Background: Intra-abdominal hypertension (IAH) in intensive care patients is associated with an adverse outcome, but the risk factors for development of IAH have not been extensively studied. We aimed to identify independent risk factors for IAH in mechanically ventilated (MV) patients.

Methods: In this prospective observational study, 563 MV patients staying in the general intensive care unit (ICU) of a university hospital for more than 24 h were observed during their ICU stay. Repeated intermittent measurements of intra-abdominal pressure (IAP) via the urinary bladder were performed.

Results: IAH (sustained or repeated IAP≥12 mmHg) developed in 182 patients (32.3%). From all the study patients, 44.4% had a primary pathology in the abdomino-pelvic region. Two thirds of all IAH cases developed in this group. Obesity [body mass index (BMI)>30], high positive end-expiratory pressure (PEEP>10), respiratory failure (PaO2/FiO2 <300), use of vasopressors/inotropes, pancreatitis, hepatic failure/cirrhosis with ascites, gastrointestinal bleeding and laparotomy on admission day were identified as independent risk factors for IAH. None of the patients without any of these risk factors (26 patients) developed IAH.

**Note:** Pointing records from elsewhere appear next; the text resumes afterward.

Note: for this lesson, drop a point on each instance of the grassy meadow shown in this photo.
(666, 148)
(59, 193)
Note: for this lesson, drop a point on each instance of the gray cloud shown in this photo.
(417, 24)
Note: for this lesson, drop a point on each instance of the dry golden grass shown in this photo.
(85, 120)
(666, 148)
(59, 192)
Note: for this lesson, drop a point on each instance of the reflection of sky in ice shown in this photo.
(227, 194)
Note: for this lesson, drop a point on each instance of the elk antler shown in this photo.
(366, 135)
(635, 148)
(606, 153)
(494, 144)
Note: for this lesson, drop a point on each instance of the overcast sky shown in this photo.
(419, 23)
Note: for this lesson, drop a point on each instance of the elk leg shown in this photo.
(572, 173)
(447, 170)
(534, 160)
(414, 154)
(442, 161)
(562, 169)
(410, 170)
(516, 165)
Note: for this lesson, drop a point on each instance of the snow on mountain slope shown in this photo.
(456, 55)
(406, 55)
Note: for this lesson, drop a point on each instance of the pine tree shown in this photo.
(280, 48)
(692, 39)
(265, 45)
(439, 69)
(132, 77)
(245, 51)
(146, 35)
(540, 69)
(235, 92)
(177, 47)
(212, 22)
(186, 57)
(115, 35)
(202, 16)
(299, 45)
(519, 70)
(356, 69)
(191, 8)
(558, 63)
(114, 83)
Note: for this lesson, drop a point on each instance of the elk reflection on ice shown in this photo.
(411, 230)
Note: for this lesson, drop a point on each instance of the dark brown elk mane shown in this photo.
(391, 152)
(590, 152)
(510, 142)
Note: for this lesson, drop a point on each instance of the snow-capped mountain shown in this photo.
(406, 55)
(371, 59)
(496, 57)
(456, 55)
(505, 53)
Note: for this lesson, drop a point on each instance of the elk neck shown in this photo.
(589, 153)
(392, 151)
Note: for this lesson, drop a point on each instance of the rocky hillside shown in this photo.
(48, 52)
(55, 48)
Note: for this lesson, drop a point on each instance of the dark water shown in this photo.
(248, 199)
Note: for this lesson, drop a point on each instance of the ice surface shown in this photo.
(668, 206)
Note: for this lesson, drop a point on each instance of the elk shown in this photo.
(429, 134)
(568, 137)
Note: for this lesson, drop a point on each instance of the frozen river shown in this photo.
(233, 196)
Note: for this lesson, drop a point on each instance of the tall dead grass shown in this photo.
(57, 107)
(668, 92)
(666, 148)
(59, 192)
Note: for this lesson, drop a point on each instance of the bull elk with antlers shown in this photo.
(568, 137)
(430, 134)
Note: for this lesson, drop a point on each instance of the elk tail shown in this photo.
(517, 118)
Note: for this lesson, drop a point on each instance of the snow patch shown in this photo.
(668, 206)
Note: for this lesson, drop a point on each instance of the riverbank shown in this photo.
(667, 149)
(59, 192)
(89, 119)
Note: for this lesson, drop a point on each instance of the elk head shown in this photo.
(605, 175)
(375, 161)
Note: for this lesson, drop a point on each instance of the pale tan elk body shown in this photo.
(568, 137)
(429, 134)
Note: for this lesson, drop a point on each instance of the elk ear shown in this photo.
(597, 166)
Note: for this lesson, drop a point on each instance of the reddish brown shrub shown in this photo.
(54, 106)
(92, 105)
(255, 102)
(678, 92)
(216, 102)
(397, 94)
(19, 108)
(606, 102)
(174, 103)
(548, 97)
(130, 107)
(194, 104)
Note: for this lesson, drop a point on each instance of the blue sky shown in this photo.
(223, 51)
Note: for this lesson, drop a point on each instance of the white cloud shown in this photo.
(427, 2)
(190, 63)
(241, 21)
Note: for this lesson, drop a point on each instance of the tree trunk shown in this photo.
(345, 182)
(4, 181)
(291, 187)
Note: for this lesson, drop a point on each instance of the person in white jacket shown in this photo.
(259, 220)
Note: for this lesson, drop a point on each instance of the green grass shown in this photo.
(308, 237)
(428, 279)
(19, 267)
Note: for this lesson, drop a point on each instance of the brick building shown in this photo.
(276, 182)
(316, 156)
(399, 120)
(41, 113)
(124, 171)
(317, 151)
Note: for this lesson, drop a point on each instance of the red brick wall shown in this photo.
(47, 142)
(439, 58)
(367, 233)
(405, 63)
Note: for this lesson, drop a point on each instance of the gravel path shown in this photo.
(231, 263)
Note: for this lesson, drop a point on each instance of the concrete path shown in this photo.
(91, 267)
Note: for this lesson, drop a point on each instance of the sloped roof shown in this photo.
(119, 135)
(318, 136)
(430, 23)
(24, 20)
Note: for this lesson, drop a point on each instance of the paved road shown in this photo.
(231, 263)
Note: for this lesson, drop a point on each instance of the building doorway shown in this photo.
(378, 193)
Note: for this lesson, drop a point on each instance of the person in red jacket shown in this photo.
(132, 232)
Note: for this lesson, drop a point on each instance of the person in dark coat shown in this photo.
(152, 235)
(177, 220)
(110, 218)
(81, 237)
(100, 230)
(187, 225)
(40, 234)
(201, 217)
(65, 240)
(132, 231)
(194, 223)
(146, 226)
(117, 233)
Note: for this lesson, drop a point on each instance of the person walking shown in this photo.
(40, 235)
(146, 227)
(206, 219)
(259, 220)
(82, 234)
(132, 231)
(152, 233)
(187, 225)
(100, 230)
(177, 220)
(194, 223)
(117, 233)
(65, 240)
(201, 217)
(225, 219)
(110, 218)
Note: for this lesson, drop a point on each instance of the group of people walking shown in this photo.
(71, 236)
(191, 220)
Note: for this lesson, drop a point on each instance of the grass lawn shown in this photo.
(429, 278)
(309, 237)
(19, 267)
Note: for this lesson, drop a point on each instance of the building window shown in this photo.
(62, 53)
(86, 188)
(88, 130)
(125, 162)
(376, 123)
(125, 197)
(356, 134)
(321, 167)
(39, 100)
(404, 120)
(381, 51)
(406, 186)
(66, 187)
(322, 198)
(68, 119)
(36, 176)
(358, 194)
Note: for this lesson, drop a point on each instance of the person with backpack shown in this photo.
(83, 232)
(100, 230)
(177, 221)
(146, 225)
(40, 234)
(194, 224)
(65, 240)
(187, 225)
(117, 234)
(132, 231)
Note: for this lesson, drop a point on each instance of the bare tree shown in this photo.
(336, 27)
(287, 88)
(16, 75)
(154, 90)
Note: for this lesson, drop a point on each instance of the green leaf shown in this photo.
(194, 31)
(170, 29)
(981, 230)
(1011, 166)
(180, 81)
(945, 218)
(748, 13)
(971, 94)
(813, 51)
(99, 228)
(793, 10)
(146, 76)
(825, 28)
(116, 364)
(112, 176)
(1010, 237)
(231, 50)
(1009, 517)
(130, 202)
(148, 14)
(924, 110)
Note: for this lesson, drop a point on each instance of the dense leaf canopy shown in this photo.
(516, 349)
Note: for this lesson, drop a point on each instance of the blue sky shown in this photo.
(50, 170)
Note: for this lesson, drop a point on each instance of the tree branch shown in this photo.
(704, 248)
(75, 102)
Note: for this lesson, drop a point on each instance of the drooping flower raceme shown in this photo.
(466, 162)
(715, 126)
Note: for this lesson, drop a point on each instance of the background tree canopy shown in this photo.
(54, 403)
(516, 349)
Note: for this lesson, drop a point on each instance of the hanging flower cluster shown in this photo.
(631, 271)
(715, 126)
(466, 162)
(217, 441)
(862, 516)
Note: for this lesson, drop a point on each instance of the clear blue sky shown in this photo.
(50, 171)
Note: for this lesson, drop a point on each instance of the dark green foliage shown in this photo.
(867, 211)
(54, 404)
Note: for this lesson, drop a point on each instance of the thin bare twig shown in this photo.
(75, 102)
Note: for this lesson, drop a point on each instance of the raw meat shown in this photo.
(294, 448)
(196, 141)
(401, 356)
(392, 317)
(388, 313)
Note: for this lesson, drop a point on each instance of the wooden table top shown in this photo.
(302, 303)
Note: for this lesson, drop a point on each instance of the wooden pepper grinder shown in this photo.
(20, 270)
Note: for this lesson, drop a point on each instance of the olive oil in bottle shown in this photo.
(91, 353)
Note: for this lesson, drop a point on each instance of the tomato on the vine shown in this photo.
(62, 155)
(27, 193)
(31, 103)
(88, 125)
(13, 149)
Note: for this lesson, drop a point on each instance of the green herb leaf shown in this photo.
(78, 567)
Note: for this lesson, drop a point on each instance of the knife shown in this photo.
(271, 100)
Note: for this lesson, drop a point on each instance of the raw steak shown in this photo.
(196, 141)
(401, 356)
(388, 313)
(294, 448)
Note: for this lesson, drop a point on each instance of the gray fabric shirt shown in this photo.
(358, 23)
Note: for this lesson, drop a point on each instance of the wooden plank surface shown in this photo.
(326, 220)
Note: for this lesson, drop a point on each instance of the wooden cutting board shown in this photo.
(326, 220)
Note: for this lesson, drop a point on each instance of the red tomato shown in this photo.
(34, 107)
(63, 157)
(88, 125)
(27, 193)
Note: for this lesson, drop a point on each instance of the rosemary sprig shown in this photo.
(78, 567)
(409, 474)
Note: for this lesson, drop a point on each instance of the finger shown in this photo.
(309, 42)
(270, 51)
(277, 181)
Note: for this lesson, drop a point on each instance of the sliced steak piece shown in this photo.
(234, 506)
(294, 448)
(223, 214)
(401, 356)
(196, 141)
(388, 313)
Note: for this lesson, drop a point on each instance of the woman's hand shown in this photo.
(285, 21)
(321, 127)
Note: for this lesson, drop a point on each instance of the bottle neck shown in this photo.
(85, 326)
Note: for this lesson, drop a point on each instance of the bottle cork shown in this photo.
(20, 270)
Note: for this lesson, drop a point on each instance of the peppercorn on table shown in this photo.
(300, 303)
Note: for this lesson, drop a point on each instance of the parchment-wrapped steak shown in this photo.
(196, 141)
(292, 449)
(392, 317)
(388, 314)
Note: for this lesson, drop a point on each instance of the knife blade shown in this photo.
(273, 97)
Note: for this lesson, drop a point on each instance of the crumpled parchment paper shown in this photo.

Conclusion: The precise prediction of development IAH in mixed ICU population remains difficult. In the absence of BMI>30, PEEP>10 cmH2O, PaO2/FiO2 <300, use of vasopressors/inotropes, pancreatitis, hepatic failure/cirrhosis with ascites, gastrointestinal bleeding and laparotomy on admission day, the risk for development of IAH in MV ICU patients is minimal.